This year marks the 11th International Day of Yoga, which embraces the theme, “Yoga for One Earth, One Health,” which spotlights the fundamental link between personal wellness, public mental health, and the well-being of our shared planet. Yoga, far beyond being a set of physical movements or a tool for individual stress management, represents a holistic and salutogenic approach to health and well-being. It encourages a lifestyle that integrates physical vitality, emotional resilience, psychological stability, and a sense of personal and social responsibility.
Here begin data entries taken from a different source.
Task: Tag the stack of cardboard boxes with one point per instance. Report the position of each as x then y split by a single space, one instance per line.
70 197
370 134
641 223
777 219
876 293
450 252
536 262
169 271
This perspective emphasizes prevention and care across the entire lifespan—from early childhood to old age—and across diverse cultural contexts. By engaging both body and mind through yoga, individuals and communities can develop greater psychological flexibility, self-directedness, and personal responsibility—key dimensions of character maturity that support adaptive coping and effective self-management. These psychosocial capacities contribute to increased awareness and accountability, which are essential for advancing social connectedness, ecological consciousness, and collective mental health. This reflects the complex and dynamic interdependence between individual behaviour, societal well-being, and planetary health. While yoga has its roots in traditional systems of health, this Research Topic approaches it as a secular, evidence-informed practice with broad relevance to public health. This perspective emphasizes yoga’s empirical evolution into a multidisciplinary approach to well-being, highlighting its applicability within modern, evidence-based public health frameworks. The focus is on its salutogenic potential to enhance well-being across all ages and cultural settings, independent of spiritual or religious frameworks.
This Research Topic aims to explore how regular engagement in yoga can enhance mindfulness, foster resilience, and support self-regulation, emotional control, personal responsibility, and health-related agency among individuals and communities. Contributions are welcome that examine how yoga fosters a person-centred, holistic experience of health— supporting cognitive, affective, and somatic well-being—and how this integration can promote a coherent sense of well-being in conditions of unpredictability or stress. This salutogenic perspective aligns with contemporary public health goals, highlighting the importance of connectedness, purpose, and sustainable living for both mental well-being and ecological responsibility. In this way, yoga can be considered a complementary public health strategy that supports the promotion of mental and physical health, reduces health disparities, and empowers individuals and communities through accessible, low-cost, and culturally adaptable practices.
Topics welcome into the collection include, but are not limited to:
• Physical, Mental, and Preventive Health Benefits: Yoga’s impact on emotional regulation, psychological well-being, preventive care, and lifestyle diseases prevention;
• Mindfulness, Awareness, and Healthy Choices: How yoga fosters mindfulness, emotional awareness, and intentional decision-making leading to more sustainable, health-conscious lifestyles;
• Ecological, Cultural, and Social Consciousness: The role of yoga in promoting ecological awareness, cultural sensitivity, and social responsibility;
• Community and Public Wellness: Yoga communities as drivers of public mental health and environmental initiatives, and intergenerational care;
• Global Adaptation, Lifespan Relevance and Cultural Exchange: The international spread of yoga and its integration across life stages and diverse cultural and societal contexts.